For each of the six attributes, we’ve developed five simple behavioral indicators—simple sentences that say, “Here’s what it looks like.” We want readers of the book and participants in our learning programs to be able to see clearly whether or not they’re demonstrating a particular trait—and how to develop it. The five indicators for Trustworthy are: Tell the truth as they understand it. Do what they say they will do. Keep confidences. Speak and act for the greater good. And Are capable and get results. If someone consistently behaves in these ways, we experience him or her as deeply trustworthy.
With the release of Peter Jackson’s new movie, The Hobbit, I just have to go back to fairy tales and stories. What’s the connection between wizards, generosity and leadership?
I’m excited about The Hobbit, as well, though I haven’t seen it yet (we just re-watched The Lord of the Rings trilogy in preparation).
One of the things I discovered in gathering these ‘leader tales’: The leader-in-training always has help. Both Bilbo and Frodo relied on Gandalf for knowledge and skills they lacked. And in both cases their pure intentions and generosity toward others inspired the wizard’s support. This dynamic exists in nearly every good leader tale.
The translation into modern-day leadership: If you are generous as a leader, “wizards”—people who have knowledge, skill or power that you need in order to succeed—will come to your aid. I’ve seen this happen hundreds of times—and it has certainly been true in my own life as a leader.
You talk about the importance for a leader to show both the “depth of commitment” and still be “permeable.” That’s a difficult balancing act for a leader. Stay committed and also changeable at the same time. It seems that someone would be open to criticism for changing a decision, and yet also for staying the course. Elaborate on this and explain how to strike that balance.

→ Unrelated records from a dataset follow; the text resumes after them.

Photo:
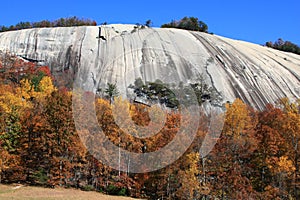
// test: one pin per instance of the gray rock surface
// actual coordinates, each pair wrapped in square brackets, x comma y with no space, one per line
[256,74]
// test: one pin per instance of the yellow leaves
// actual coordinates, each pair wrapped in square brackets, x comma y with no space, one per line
[237,118]
[46,87]
[281,165]
[20,97]
[10,100]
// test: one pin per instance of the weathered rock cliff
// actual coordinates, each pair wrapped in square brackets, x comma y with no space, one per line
[256,74]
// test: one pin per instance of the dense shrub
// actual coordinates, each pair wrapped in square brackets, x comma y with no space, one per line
[282,45]
[62,22]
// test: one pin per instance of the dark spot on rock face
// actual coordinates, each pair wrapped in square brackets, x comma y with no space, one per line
[257,78]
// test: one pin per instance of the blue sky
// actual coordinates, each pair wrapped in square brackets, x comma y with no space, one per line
[255,21]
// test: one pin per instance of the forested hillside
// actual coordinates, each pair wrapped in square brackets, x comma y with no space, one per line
[257,155]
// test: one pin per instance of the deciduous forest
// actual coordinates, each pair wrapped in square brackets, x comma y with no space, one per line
[256,156]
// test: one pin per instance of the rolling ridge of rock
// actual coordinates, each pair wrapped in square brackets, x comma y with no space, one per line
[258,75]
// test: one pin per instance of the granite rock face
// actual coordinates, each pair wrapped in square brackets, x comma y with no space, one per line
[256,74]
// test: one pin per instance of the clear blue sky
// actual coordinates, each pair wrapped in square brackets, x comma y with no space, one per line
[256,21]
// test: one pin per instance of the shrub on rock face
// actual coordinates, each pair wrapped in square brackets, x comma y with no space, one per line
[188,23]
[282,45]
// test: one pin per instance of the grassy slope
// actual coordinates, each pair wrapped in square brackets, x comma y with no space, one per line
[33,193]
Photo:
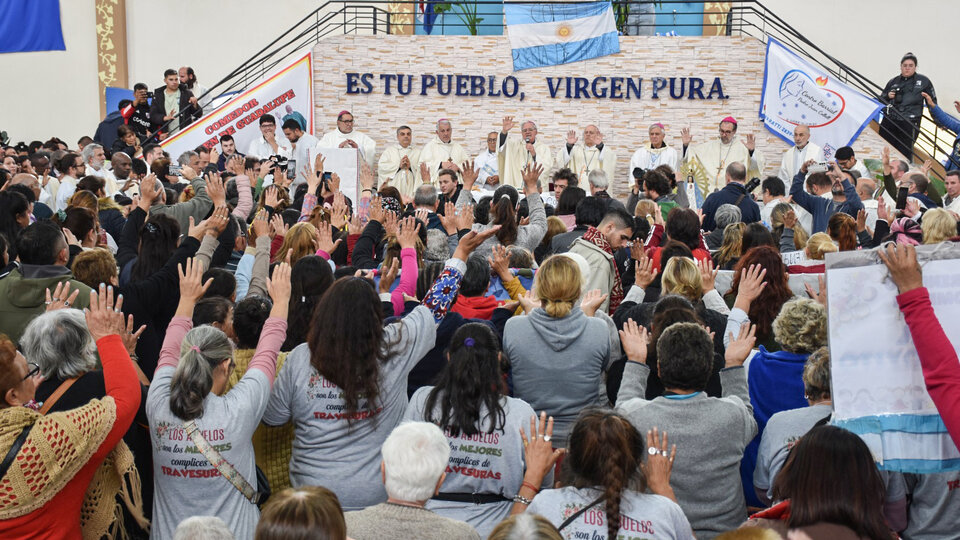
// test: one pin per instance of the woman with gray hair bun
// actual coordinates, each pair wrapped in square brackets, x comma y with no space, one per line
[786,427]
[726,214]
[202,448]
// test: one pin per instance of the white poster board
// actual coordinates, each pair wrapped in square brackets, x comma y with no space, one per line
[878,387]
[346,163]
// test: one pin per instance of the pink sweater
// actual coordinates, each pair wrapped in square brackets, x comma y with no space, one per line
[938,358]
[408,279]
[265,359]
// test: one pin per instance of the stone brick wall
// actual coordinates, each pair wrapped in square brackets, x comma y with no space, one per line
[737,61]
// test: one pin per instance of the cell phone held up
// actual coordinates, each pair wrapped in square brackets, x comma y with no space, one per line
[901,198]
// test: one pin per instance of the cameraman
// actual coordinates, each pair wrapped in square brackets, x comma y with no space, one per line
[903,96]
[267,144]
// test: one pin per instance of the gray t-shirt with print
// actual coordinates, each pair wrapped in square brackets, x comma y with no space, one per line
[328,449]
[183,477]
[482,463]
[642,515]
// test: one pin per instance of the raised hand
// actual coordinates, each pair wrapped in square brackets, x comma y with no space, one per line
[465,217]
[388,275]
[61,297]
[376,210]
[635,340]
[324,239]
[130,336]
[591,302]
[261,225]
[408,233]
[103,319]
[821,295]
[192,286]
[469,175]
[740,346]
[901,261]
[215,189]
[751,285]
[529,302]
[278,286]
[390,223]
[277,226]
[472,241]
[644,271]
[707,274]
[659,464]
[531,173]
[500,262]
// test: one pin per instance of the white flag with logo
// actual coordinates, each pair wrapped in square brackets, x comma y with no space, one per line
[797,92]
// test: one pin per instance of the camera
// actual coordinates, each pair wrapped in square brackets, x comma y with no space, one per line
[280,161]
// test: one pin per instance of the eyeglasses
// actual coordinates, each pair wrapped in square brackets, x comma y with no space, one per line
[33,371]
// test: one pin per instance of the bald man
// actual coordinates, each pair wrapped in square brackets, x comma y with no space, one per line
[802,151]
[515,153]
[442,153]
[589,155]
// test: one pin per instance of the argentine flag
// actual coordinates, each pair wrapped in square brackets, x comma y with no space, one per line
[551,34]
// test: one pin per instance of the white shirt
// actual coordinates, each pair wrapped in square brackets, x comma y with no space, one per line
[366,145]
[260,148]
[794,158]
[68,185]
[804,218]
[303,153]
[486,166]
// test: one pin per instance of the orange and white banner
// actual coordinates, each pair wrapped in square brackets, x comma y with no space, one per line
[286,93]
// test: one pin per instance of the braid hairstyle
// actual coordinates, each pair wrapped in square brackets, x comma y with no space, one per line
[606,452]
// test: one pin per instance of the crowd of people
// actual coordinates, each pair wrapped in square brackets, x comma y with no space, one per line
[205,346]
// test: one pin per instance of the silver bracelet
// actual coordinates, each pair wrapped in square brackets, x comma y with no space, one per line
[522,500]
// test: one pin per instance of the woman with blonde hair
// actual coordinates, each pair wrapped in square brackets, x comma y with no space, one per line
[732,247]
[938,225]
[302,239]
[306,513]
[816,249]
[787,231]
[559,351]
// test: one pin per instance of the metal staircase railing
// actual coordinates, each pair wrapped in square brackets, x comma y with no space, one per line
[745,18]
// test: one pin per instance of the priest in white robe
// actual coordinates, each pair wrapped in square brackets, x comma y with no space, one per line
[442,153]
[399,165]
[795,157]
[655,153]
[707,162]
[346,137]
[589,155]
[515,153]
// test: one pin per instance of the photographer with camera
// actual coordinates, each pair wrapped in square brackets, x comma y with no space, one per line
[267,144]
[735,193]
[903,95]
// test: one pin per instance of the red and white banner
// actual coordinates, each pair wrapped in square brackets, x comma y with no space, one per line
[286,93]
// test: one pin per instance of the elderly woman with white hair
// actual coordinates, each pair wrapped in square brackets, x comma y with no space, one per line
[414,466]
[202,441]
[59,342]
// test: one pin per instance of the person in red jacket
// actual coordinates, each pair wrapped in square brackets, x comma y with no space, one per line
[938,357]
[55,457]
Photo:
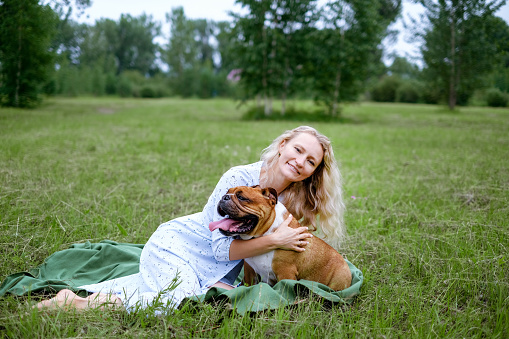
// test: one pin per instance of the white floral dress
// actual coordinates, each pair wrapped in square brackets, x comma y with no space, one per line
[184,246]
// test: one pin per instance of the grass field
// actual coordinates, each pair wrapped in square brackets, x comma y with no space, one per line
[427,196]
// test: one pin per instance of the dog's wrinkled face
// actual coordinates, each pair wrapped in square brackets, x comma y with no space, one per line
[249,210]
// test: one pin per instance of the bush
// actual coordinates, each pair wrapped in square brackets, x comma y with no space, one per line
[409,92]
[385,89]
[148,92]
[124,87]
[496,98]
[430,95]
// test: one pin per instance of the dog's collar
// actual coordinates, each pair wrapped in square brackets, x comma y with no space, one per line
[280,217]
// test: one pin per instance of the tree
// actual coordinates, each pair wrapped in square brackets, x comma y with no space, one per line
[270,46]
[458,48]
[182,50]
[353,30]
[26,30]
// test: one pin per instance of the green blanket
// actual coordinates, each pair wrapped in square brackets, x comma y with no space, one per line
[89,263]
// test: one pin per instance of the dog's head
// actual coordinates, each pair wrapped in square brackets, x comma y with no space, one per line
[249,211]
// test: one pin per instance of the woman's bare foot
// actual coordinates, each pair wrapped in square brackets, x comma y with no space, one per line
[223,285]
[67,299]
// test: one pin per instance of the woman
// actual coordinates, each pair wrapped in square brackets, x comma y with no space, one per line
[299,164]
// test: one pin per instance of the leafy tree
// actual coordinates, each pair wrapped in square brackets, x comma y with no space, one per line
[269,48]
[26,29]
[353,30]
[135,46]
[458,47]
[225,46]
[403,68]
[182,50]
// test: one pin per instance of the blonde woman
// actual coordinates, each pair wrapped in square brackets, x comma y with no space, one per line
[299,164]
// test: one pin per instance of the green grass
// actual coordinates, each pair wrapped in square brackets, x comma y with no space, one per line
[428,226]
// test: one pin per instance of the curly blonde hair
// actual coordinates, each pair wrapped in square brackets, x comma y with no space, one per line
[317,199]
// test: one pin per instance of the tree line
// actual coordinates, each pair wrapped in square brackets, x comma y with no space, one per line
[273,49]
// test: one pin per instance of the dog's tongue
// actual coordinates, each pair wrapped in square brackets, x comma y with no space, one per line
[223,224]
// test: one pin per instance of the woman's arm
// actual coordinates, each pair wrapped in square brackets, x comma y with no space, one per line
[284,237]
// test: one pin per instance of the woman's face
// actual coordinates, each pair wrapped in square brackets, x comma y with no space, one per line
[300,156]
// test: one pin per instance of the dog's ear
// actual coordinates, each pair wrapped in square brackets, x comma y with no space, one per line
[270,193]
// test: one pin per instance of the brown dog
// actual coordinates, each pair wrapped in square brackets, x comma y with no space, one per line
[254,212]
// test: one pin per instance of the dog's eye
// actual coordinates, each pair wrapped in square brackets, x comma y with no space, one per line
[241,198]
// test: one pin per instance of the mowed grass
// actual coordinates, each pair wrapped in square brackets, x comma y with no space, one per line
[427,193]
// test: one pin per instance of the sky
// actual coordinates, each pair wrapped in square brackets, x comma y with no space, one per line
[217,10]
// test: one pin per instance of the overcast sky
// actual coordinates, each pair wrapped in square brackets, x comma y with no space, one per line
[217,10]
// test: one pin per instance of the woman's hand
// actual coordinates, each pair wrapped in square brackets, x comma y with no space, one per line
[287,238]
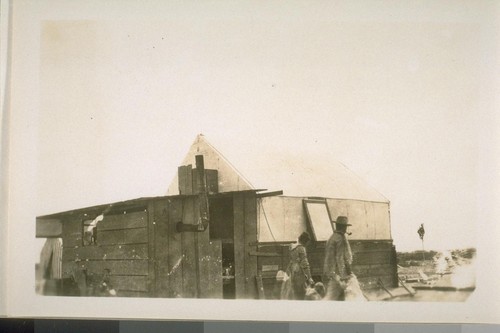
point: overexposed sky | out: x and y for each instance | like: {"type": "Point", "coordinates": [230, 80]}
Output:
{"type": "Point", "coordinates": [398, 92]}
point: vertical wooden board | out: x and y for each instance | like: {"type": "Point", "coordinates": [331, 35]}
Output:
{"type": "Point", "coordinates": [204, 259]}
{"type": "Point", "coordinates": [72, 232]}
{"type": "Point", "coordinates": [185, 179]}
{"type": "Point", "coordinates": [148, 236]}
{"type": "Point", "coordinates": [212, 181]}
{"type": "Point", "coordinates": [175, 257]}
{"type": "Point", "coordinates": [158, 234]}
{"type": "Point", "coordinates": [215, 270]}
{"type": "Point", "coordinates": [250, 238]}
{"type": "Point", "coordinates": [189, 262]}
{"type": "Point", "coordinates": [239, 244]}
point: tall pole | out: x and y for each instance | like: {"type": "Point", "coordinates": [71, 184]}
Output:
{"type": "Point", "coordinates": [421, 233]}
{"type": "Point", "coordinates": [423, 250]}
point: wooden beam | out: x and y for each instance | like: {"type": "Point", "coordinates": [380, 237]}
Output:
{"type": "Point", "coordinates": [269, 194]}
{"type": "Point", "coordinates": [263, 254]}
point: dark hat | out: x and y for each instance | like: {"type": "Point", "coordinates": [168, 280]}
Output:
{"type": "Point", "coordinates": [342, 220]}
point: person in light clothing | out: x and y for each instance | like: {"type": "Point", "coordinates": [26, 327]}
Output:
{"type": "Point", "coordinates": [338, 260]}
{"type": "Point", "coordinates": [298, 270]}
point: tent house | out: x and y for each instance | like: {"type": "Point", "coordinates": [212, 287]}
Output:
{"type": "Point", "coordinates": [215, 235]}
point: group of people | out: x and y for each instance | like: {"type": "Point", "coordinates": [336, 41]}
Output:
{"type": "Point", "coordinates": [336, 268]}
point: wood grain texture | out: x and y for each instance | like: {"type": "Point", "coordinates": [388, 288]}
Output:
{"type": "Point", "coordinates": [106, 252]}
{"type": "Point", "coordinates": [250, 210]}
{"type": "Point", "coordinates": [124, 221]}
{"type": "Point", "coordinates": [239, 244]}
{"type": "Point", "coordinates": [175, 258]}
{"type": "Point", "coordinates": [190, 261]}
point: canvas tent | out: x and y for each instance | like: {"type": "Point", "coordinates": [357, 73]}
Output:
{"type": "Point", "coordinates": [218, 235]}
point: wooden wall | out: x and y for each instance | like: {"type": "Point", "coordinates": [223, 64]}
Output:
{"type": "Point", "coordinates": [372, 260]}
{"type": "Point", "coordinates": [146, 255]}
{"type": "Point", "coordinates": [121, 247]}
{"type": "Point", "coordinates": [245, 239]}
{"type": "Point", "coordinates": [187, 264]}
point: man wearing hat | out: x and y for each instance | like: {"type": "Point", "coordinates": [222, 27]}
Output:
{"type": "Point", "coordinates": [338, 260]}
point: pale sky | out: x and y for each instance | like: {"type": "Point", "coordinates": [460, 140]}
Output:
{"type": "Point", "coordinates": [398, 94]}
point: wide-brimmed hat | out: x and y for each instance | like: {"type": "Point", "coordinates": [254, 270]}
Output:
{"type": "Point", "coordinates": [342, 220]}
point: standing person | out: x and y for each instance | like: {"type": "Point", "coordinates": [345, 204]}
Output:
{"type": "Point", "coordinates": [338, 260]}
{"type": "Point", "coordinates": [298, 270]}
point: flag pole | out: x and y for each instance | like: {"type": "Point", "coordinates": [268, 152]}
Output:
{"type": "Point", "coordinates": [423, 249]}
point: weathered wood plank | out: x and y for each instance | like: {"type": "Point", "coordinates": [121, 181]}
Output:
{"type": "Point", "coordinates": [239, 244]}
{"type": "Point", "coordinates": [185, 179]}
{"type": "Point", "coordinates": [124, 236]}
{"type": "Point", "coordinates": [136, 219]}
{"type": "Point", "coordinates": [250, 237]}
{"type": "Point", "coordinates": [214, 263]}
{"type": "Point", "coordinates": [48, 228]}
{"type": "Point", "coordinates": [161, 237]}
{"type": "Point", "coordinates": [70, 227]}
{"type": "Point", "coordinates": [150, 231]}
{"type": "Point", "coordinates": [116, 267]}
{"type": "Point", "coordinates": [189, 263]}
{"type": "Point", "coordinates": [212, 181]}
{"type": "Point", "coordinates": [175, 257]}
{"type": "Point", "coordinates": [208, 254]}
{"type": "Point", "coordinates": [130, 283]}
{"type": "Point", "coordinates": [73, 240]}
{"type": "Point", "coordinates": [106, 252]}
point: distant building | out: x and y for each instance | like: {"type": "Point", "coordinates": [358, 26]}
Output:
{"type": "Point", "coordinates": [215, 235]}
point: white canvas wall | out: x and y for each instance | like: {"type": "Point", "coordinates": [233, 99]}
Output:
{"type": "Point", "coordinates": [282, 218]}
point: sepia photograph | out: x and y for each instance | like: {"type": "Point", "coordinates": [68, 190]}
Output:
{"type": "Point", "coordinates": [285, 154]}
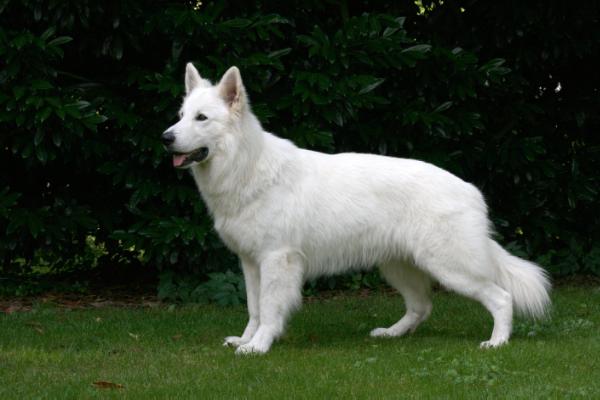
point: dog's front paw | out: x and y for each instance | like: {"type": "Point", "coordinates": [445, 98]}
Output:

You’re describing what I’ve discovered is true passion in a leader. I would characterize it as being deeply committed yet open—that’s different from being changeable. In my mind, changeable implies superficiality or whimsy. Being open means that even though you believe strongly in something, you’re not dogmatic or doctrinaire; you will listen deeply to opposing points of view and will change your position if there’s critical new information, or if someone makes a truly compelling case for change. In my experience, leaders who are able to strike that balance take time and thought to discover and develop their most deeply-held values and positions—the things they’re most passionate about—and at the same time, they remain great listeners.
You’ve observed many different types of people. What’s the biggest impediment you have witnessed for someone to become a leader others truly want to follow?
Becoming a worthy leader is like developing any other capability: It requires honest self-reflection, real openness to learning (which includes an openness to being wrong and to not knowing), and a willingness to change your behavior. These things sound simple—but require discipline, consistency and humility. In other words, people are generally their own biggest impediment. The good news is, though, we can use the three approaches I’ve mentioned to get out of our own way and be our own greatest supporters—and there are very few other real impediments.